KEYWORDS: Antiangiogenic therapy, palliative irradiation, treatment outcomes


Effectively treating recurrent pediatric solid malignancies is not an easy task. Most of these patients have a dismal prognosis and die within 2 years1. Conventional chemotherapy given at maximal tolerated doses results in disease control in pediatric cancer patients, but is frequently accompanied by side effects. Furthermore, treatment options for patients with disease progression after chemotherapy remain limited2. Chemotherapy regimens inhibit tumour angiogenesis, thus suppressing tumour vascularization3,4; however, long intervals between chemotherapy courses result in regrowth of the endothelial cells and further angiogenesis5. The antiangiogenic effects can be enhanced by shortening the period between chemotherapy cycles (continuous low-dose chemotherapy)6, which also increases the proapoptotic effects of some chemotherapeutic drugs in tumour cells7,8.
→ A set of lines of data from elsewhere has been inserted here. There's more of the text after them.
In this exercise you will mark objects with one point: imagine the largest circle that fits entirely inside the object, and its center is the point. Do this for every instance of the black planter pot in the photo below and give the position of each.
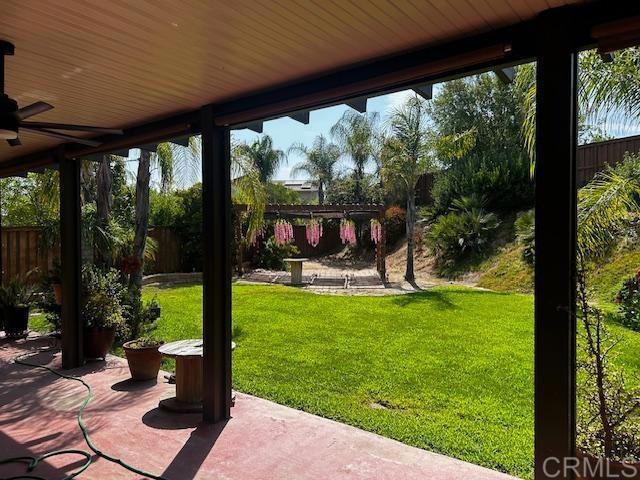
(16, 321)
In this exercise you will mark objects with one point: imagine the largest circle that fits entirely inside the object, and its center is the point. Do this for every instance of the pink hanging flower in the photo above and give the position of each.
(376, 231)
(348, 231)
(259, 233)
(283, 232)
(314, 232)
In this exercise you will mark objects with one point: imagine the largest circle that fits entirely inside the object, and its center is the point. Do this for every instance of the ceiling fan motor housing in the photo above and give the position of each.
(9, 121)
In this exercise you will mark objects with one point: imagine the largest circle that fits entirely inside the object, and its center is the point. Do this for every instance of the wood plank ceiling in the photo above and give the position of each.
(122, 62)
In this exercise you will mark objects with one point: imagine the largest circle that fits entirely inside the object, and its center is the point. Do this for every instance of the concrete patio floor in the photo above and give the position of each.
(262, 440)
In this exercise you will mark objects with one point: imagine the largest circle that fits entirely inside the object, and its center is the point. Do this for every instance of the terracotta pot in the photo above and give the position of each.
(98, 341)
(596, 468)
(144, 362)
(57, 292)
(16, 321)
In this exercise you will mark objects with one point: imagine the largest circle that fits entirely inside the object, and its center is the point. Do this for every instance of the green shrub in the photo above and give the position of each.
(103, 300)
(165, 208)
(525, 226)
(461, 235)
(505, 181)
(628, 300)
(271, 254)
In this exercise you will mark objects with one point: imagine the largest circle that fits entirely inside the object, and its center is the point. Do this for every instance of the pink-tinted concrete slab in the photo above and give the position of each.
(262, 440)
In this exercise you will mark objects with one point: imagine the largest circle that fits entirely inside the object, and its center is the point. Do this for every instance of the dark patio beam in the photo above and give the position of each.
(425, 91)
(555, 266)
(70, 259)
(506, 75)
(358, 104)
(216, 273)
(302, 117)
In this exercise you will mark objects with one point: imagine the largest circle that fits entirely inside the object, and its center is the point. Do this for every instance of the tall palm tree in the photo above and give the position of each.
(357, 135)
(409, 152)
(265, 158)
(608, 92)
(168, 158)
(319, 163)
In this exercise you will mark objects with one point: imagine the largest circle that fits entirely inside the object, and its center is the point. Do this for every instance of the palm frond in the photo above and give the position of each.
(603, 210)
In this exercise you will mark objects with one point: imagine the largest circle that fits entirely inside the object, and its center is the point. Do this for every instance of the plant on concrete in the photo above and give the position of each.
(525, 226)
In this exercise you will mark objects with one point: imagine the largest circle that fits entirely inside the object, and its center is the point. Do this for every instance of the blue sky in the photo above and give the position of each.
(286, 132)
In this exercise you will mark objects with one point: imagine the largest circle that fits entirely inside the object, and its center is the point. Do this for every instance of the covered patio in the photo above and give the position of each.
(163, 72)
(262, 440)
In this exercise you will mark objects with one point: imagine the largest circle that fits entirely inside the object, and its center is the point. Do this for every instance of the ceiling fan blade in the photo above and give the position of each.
(61, 136)
(33, 109)
(77, 128)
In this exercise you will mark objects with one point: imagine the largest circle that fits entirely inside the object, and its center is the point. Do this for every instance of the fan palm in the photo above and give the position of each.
(409, 152)
(357, 135)
(319, 163)
(265, 158)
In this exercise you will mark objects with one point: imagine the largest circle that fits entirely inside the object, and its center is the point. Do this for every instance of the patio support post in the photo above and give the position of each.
(555, 266)
(216, 273)
(1, 244)
(70, 253)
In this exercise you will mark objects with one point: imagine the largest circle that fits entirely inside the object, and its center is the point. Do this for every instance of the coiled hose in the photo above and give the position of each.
(33, 462)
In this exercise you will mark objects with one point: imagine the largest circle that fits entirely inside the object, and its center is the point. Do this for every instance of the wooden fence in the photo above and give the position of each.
(21, 253)
(592, 157)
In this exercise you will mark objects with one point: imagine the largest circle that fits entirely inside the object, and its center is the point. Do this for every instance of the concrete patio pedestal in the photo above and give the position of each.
(296, 269)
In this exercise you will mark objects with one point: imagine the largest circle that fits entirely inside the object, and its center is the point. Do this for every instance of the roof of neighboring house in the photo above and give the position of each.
(298, 185)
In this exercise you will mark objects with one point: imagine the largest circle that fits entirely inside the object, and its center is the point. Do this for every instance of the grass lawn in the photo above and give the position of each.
(449, 370)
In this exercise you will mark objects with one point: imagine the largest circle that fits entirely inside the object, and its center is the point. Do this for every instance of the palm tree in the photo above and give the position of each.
(247, 187)
(608, 93)
(168, 158)
(358, 138)
(409, 152)
(319, 163)
(266, 158)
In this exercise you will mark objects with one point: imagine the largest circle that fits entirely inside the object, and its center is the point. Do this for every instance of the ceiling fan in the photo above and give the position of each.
(14, 119)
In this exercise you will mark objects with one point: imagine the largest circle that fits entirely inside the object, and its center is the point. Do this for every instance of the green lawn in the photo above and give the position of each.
(449, 370)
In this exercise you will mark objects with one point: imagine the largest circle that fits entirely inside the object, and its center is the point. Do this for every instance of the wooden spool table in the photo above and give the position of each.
(296, 269)
(188, 357)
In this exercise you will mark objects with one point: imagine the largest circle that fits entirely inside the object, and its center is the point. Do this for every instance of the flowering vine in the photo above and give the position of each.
(283, 232)
(348, 231)
(314, 232)
(376, 231)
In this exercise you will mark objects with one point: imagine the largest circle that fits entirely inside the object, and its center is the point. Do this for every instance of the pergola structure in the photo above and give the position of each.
(180, 68)
(352, 210)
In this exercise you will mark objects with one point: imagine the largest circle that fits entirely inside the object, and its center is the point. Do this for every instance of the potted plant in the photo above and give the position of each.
(143, 358)
(102, 310)
(142, 353)
(15, 300)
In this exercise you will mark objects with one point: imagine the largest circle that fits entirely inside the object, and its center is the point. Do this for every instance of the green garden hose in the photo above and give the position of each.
(33, 462)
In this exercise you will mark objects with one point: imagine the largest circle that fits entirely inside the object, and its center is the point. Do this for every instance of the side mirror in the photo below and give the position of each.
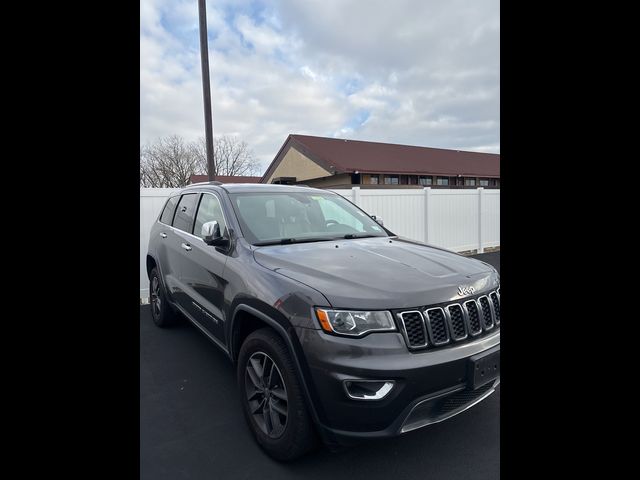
(211, 234)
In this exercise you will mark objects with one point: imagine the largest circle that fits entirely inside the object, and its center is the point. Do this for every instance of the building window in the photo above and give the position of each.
(391, 180)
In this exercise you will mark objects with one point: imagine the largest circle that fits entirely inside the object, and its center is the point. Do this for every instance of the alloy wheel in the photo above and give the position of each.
(156, 301)
(266, 394)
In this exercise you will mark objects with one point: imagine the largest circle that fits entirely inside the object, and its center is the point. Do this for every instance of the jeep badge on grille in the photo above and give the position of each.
(466, 290)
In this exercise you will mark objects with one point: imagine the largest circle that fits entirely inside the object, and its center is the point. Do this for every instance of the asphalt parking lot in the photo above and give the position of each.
(192, 427)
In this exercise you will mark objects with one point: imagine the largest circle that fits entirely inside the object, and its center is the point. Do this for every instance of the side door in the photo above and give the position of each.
(177, 247)
(202, 274)
(166, 243)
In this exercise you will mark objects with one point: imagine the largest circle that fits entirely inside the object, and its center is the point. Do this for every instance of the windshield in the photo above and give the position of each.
(283, 217)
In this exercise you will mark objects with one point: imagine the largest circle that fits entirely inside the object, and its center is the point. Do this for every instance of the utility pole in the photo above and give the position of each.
(206, 89)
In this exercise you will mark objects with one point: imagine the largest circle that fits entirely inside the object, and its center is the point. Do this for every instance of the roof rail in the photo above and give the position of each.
(213, 182)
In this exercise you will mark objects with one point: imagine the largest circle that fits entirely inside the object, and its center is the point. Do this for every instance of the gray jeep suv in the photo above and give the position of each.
(339, 329)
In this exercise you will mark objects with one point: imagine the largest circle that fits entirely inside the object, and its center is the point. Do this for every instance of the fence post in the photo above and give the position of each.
(355, 195)
(480, 200)
(427, 213)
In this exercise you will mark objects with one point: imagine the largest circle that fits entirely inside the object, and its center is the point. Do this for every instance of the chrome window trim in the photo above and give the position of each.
(464, 322)
(404, 330)
(427, 321)
(165, 206)
(224, 217)
(496, 322)
(453, 413)
(379, 395)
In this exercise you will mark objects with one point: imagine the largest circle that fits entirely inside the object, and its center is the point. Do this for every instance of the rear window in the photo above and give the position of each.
(185, 212)
(169, 209)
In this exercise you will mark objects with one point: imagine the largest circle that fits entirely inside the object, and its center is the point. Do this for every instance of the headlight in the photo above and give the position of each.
(354, 322)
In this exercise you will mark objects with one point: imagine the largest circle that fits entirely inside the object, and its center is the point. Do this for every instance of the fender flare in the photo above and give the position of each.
(295, 349)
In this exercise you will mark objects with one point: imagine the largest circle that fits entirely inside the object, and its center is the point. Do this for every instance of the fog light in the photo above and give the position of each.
(368, 389)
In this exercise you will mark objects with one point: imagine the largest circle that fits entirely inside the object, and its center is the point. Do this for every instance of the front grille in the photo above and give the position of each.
(437, 326)
(414, 328)
(458, 326)
(487, 317)
(495, 299)
(474, 317)
(455, 322)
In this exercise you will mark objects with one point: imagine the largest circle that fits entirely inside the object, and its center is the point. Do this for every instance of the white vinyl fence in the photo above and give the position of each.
(459, 220)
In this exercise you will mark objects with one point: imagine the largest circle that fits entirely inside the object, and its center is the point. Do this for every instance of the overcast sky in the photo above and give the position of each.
(420, 72)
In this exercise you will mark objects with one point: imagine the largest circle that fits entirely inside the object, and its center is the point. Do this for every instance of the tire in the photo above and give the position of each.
(284, 437)
(162, 311)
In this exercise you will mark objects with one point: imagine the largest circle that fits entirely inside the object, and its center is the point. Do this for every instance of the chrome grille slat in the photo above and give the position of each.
(450, 323)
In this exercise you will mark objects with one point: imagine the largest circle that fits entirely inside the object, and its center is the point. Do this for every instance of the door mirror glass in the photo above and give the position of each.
(378, 220)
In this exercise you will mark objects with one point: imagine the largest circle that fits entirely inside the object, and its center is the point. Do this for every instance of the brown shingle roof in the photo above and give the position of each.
(225, 179)
(348, 156)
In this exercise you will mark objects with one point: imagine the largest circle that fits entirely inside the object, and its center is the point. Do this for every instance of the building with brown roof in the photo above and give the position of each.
(336, 162)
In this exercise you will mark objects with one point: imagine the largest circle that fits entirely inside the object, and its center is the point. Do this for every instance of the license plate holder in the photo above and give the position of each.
(484, 367)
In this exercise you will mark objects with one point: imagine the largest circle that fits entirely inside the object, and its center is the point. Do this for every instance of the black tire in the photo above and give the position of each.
(292, 435)
(162, 312)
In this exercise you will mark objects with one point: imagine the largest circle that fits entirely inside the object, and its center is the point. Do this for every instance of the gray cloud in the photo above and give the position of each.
(416, 72)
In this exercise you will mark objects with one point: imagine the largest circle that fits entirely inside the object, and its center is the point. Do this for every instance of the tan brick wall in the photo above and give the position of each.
(295, 164)
(332, 181)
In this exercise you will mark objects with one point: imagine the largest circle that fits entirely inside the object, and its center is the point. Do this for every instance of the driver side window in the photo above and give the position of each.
(209, 210)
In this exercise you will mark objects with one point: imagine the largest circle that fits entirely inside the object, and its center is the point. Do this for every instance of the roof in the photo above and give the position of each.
(253, 188)
(348, 156)
(225, 179)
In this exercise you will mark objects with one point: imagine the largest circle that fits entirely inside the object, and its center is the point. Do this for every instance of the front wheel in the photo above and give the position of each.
(272, 397)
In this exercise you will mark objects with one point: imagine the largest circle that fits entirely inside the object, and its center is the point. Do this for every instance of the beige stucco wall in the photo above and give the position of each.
(295, 164)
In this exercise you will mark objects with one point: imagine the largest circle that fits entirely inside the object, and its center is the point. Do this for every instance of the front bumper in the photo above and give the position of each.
(430, 386)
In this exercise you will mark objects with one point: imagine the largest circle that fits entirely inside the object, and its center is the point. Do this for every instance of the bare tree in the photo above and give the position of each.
(170, 161)
(232, 156)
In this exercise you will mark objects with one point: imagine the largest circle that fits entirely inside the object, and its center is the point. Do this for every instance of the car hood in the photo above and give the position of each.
(378, 273)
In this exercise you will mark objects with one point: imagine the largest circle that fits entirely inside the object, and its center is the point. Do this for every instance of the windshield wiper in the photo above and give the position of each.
(355, 235)
(286, 241)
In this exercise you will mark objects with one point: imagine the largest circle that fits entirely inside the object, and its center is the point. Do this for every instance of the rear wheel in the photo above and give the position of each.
(272, 397)
(162, 313)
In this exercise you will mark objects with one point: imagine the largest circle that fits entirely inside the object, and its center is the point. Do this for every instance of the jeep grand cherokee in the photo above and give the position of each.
(339, 330)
Low-dose chemotherapy administered continuously is called metronomic chemotherapy (mctx), and it is an option for the treatment of most cancer patients with disease progression8. Various chemotherapeutic drugs such as cyclophosphamide, methotrexate, and vinblastine that are cytotoxic to endothelial cells but not to non-endothelial cells are the mainstays of mctx6,9.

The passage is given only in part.